Dans la glorieuse histoire des musiques brésiliennes depuis un demi-siècle, Miúcha fut à la fois une chanteuse, une compositrice, une muse, une sœur, une épouse et une mère. Le vide laissé par sa disparition, le 27 décembre à l'âge de 81 ans, se mesure à l'aune de ces multiples dimensions.

« Mon histoire est liée et interagit avec les histoires de beaucoup d’amis de travail  », observait dans une interview la Carioca, née Heloísa Maria Buarque de Hollanda, au moment de célébrer ses quarante ans de carrière. Ses parents étaient des intellectuels de premier rang (son père Sérgio Buarque de Hollanda fut un historien célèbre) et des opposants de la dictature militaire. Dans ses souvenirs les plus lointains, elle se rappelait que le poète Vinícius de Moraes, co-inventeur de la bossa nova avec Antônio Carlos Jobim et João Gilberto, rendait souvent visite à sa famille. La musique était partout. Elle baignait aussi ses six frères et sœurs, dont les futurs chanteurs Cristina Buarque, Ana de Hollanda (ministre de la Culture de Dilma Rousseff) et bien sûr Chico Buarque, compositeur et interprète magistral de la MPB (musique populaire brésilienne). « Nous chantions ensemble, c’était une fête », dit Miúcha pour qui Paris déclencha la suite. Elle s’y était installée en 1962, pour étudier l’histoire de l’art, et chantait parfois à la Candelaria, un cabaret du Quartier latin. C’est là que João Gilberto – déjà une immense vedette – qui était venu écouter la Chilienne Violeta Parra, découvrit sa jeune compatriote. Trois ans plus tard, ils se marièrent peu avant que naisse leur fille, Bebel Gilberto qui conquerra le monde avec son album électro-bossa Tanto Tempo (2000).

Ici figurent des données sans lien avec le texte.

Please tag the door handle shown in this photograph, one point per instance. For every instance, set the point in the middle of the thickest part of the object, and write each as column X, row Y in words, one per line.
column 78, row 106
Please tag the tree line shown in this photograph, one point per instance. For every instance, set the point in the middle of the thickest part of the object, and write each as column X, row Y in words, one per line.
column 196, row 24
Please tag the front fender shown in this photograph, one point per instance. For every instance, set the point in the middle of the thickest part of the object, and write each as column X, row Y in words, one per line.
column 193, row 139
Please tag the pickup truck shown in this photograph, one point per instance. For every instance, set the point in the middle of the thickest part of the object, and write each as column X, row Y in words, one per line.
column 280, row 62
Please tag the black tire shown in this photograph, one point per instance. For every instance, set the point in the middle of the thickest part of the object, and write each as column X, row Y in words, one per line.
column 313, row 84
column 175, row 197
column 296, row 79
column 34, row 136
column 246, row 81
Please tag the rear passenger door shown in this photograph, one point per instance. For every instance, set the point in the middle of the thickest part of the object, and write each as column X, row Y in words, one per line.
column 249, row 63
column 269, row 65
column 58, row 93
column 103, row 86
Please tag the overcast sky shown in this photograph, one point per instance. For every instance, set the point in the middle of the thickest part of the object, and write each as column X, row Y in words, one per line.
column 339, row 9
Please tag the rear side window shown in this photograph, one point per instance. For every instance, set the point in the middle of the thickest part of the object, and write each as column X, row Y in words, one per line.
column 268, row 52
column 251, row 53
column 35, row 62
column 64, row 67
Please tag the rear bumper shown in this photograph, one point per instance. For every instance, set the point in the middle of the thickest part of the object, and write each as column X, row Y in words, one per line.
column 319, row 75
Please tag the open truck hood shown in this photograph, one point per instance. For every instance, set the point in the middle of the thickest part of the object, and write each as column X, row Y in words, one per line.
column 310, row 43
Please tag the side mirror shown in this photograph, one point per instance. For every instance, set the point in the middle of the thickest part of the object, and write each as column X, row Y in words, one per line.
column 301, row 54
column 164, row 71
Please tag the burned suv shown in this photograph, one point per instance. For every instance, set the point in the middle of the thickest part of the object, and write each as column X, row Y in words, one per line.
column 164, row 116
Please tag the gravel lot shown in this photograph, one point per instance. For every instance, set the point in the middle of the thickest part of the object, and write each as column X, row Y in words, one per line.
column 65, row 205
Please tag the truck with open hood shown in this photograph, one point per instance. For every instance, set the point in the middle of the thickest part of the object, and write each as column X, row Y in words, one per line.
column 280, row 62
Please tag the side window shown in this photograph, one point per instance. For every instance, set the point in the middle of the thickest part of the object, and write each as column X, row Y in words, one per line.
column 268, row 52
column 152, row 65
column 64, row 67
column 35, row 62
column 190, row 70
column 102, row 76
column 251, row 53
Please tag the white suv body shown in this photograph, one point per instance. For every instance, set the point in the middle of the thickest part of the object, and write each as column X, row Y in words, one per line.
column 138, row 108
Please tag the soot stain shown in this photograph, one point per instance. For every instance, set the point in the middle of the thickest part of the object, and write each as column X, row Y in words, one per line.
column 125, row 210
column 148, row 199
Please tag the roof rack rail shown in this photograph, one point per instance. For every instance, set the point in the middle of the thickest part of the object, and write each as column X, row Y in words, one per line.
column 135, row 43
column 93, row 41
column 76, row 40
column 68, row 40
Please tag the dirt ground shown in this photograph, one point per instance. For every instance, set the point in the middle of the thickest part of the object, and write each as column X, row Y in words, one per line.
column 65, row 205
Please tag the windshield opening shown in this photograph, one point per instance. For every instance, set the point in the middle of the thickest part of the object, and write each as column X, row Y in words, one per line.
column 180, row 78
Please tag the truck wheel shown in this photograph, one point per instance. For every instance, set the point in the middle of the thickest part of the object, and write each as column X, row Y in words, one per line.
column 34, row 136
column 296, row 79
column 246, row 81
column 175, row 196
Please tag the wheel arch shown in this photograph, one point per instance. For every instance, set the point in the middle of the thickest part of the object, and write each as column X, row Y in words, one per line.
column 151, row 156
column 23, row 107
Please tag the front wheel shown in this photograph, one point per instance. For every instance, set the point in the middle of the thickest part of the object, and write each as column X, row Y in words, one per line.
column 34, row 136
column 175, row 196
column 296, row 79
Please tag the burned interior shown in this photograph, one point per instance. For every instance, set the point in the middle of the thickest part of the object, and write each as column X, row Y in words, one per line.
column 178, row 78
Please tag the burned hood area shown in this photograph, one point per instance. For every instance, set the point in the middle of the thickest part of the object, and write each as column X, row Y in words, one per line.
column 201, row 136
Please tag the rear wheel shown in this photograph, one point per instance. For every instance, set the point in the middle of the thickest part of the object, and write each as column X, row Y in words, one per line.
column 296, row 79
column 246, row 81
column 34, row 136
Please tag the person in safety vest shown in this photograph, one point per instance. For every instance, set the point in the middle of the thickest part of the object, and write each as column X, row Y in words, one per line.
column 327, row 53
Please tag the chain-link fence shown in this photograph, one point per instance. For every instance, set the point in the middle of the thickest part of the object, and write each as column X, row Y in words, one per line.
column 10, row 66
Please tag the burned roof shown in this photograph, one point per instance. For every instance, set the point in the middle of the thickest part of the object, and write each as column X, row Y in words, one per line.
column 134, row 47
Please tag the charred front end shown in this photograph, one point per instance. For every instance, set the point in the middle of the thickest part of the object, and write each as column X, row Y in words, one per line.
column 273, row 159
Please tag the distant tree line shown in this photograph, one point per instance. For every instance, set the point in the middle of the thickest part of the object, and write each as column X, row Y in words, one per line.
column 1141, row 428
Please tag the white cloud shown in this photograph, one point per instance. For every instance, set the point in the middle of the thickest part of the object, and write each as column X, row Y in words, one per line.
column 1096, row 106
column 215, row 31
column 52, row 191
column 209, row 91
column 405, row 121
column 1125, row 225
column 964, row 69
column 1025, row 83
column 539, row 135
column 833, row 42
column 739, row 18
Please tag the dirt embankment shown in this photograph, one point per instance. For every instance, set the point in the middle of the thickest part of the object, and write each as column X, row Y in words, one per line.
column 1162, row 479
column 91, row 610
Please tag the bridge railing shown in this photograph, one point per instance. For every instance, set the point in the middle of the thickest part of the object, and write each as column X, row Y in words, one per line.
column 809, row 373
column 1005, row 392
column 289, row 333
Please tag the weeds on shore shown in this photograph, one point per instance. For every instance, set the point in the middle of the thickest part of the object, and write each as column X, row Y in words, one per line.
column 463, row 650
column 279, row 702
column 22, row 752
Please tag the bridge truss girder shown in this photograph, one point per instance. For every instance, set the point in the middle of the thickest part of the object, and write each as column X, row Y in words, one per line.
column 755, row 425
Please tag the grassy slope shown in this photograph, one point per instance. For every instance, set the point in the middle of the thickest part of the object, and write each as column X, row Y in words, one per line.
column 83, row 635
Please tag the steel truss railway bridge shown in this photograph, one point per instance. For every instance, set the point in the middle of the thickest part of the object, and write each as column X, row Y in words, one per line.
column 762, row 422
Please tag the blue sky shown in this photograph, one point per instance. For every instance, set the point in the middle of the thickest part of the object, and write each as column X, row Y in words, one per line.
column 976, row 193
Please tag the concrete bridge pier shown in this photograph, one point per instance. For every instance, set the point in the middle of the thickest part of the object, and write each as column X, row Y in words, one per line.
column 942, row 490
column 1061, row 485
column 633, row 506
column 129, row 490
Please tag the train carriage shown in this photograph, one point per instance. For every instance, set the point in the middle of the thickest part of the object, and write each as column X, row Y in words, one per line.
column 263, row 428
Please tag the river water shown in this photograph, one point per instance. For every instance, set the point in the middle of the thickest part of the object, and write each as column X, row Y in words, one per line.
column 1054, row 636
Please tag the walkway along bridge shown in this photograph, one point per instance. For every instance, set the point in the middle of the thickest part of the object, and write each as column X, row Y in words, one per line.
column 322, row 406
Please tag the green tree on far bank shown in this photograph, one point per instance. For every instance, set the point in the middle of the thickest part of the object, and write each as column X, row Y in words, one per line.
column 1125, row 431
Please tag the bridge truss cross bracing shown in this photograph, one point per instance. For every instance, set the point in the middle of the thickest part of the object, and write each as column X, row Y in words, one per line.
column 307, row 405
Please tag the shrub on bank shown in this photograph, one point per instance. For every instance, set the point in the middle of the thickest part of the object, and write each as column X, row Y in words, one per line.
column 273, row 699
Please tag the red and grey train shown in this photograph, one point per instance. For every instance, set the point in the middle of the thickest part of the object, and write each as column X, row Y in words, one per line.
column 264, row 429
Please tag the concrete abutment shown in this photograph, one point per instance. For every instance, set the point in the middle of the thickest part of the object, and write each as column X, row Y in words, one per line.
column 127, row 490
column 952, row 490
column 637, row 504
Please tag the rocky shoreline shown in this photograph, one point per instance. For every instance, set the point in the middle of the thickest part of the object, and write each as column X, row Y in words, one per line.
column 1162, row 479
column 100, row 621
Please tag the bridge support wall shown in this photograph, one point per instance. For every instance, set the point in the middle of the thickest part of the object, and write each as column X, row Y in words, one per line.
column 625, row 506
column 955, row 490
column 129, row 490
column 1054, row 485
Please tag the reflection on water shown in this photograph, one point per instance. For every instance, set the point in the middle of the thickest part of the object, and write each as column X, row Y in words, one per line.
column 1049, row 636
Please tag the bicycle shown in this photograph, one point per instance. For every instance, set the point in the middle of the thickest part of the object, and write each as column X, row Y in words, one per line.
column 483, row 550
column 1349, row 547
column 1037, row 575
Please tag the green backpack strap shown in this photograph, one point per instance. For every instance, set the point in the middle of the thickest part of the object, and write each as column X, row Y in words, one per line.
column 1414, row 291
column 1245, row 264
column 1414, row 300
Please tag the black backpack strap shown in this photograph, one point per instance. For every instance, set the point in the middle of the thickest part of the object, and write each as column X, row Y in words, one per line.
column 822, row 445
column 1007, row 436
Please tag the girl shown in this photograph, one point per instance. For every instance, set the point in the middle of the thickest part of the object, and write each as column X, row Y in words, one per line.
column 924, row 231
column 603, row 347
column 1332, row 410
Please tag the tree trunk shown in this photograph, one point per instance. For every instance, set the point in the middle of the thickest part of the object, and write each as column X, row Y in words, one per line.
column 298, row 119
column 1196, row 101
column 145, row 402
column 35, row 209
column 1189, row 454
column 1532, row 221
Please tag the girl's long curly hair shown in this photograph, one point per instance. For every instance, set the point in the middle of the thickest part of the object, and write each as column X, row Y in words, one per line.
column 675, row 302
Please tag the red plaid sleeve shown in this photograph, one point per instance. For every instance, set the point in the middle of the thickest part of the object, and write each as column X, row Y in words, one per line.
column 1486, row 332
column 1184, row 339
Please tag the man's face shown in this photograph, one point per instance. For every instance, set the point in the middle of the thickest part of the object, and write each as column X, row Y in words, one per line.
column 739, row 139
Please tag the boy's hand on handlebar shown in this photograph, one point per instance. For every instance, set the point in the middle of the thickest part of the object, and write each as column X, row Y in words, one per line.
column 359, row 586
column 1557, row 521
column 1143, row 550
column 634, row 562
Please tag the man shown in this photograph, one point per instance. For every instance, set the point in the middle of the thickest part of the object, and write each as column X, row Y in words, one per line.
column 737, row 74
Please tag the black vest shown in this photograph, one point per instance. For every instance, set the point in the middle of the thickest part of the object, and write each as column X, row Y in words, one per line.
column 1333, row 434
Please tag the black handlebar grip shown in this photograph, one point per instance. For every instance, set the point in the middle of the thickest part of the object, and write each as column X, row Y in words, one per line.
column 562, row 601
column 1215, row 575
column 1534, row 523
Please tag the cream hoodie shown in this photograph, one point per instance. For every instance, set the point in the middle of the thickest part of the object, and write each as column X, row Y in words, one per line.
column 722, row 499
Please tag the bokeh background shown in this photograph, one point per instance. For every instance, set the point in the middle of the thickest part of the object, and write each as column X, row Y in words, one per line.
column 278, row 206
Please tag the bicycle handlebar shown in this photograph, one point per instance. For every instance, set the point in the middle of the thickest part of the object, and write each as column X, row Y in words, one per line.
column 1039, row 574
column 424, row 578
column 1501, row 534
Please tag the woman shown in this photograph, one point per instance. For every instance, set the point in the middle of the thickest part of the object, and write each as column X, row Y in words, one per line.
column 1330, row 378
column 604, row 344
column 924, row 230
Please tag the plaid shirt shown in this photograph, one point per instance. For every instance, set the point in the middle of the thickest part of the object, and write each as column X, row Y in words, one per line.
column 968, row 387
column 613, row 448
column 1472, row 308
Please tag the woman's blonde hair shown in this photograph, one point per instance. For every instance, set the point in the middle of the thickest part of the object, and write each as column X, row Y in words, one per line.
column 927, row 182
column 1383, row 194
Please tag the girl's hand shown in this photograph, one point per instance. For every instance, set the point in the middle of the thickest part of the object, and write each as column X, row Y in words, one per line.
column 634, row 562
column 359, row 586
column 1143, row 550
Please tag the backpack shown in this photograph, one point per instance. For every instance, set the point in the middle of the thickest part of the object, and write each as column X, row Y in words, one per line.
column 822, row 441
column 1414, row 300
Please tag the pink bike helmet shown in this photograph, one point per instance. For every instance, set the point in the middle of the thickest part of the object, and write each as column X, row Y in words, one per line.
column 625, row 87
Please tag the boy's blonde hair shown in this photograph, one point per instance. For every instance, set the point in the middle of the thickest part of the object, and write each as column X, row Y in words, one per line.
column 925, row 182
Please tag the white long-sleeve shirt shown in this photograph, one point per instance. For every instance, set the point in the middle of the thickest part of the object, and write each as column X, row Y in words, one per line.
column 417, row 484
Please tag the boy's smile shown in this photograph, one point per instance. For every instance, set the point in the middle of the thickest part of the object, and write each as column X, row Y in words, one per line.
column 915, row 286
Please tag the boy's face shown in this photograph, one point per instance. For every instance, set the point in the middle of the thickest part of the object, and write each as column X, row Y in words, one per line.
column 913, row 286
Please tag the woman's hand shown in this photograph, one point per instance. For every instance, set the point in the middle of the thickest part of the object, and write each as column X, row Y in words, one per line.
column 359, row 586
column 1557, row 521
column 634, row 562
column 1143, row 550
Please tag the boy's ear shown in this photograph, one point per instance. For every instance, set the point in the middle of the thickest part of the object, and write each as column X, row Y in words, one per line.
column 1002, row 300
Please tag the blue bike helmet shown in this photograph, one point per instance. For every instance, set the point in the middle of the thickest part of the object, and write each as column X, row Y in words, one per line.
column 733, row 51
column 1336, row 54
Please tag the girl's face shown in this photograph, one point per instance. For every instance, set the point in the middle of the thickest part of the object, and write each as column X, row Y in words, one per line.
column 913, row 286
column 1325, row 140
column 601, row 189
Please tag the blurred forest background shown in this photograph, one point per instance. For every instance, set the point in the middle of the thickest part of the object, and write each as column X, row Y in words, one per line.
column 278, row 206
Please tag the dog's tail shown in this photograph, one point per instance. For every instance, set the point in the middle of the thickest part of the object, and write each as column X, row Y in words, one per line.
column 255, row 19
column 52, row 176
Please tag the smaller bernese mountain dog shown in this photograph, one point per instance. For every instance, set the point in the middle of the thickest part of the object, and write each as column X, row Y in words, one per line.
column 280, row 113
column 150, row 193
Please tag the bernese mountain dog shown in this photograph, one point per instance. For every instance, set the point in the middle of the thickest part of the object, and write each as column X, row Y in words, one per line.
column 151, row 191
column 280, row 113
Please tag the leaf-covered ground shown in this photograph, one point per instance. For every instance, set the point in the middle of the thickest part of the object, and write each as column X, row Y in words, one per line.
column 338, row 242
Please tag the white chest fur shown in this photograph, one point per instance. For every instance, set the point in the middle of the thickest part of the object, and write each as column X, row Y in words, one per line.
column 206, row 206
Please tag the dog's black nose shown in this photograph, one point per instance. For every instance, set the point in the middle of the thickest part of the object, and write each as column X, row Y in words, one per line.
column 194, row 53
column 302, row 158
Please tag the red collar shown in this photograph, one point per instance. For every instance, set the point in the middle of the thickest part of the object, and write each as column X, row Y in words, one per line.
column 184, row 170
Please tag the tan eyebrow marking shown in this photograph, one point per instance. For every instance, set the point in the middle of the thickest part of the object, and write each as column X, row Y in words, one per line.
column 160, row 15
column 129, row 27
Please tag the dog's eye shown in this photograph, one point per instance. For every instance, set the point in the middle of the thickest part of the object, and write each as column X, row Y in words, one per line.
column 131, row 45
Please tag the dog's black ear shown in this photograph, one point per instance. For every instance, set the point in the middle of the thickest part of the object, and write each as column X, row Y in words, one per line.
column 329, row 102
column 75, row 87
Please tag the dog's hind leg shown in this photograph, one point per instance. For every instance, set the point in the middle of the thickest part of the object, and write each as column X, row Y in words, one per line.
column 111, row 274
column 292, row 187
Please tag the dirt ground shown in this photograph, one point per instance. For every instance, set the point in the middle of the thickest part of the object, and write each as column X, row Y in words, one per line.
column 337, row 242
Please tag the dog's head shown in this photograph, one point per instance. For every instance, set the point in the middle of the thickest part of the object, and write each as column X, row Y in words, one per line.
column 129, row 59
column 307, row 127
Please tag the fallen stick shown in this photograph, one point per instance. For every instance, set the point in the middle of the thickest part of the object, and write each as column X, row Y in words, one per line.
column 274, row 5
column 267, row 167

La carrière de Miúcha a vraiment débuté grâce à The Best of Two Worlds, un classique de Stan Getz et João Gilberto enregistré à New York en 1975, auquel elle participa bien que déjà séparée de son époux. Suivront deux disques majeurs avec Tom Jobim (fidèle compagnon de jeu jusqu’à sa disparition en 1994) et un live mémorable, Tom, Vinícius, Toquinho, Miúcha – Gravado ao vivo no Canecão, lequel témoignait en 1977 du triomphe international de standards comme « Corcovado », « Wave » et « Chega de Saudade ». Elle-même dira que cette tournée, qui souleva les salles les plus prestigieuses, constitua un sommet de la bossa nova jamais reconquis depuis. Plus tard, incorporant les influences des rythmes nordestins, du jazz et de la pop – voire de la chanson française – dans le réceptacle de la MPB, elle fut une interprète dévouée de Caetano Veloso, Gilberto Gil, Jão Donato ou – bien sûr – Chico Buarque, un répertoire qu’elle chérissait au point de composer rarement elle-même. Souffrant d’un cancer, elle apparaissait souvent sur les réseaux dans les photos publiés par de sa fille Bebel. L’une d’elles, postée sur Instagram en octobre dernier, montrait les deux femmes aux côtés de João Gilberto, 87 ans, toujours reclus dans un appartement de Rio. Une histoire de famille qui englobe aujourd’hui, dans la même tristesse, tous les amoureux des musiques brésiliennes.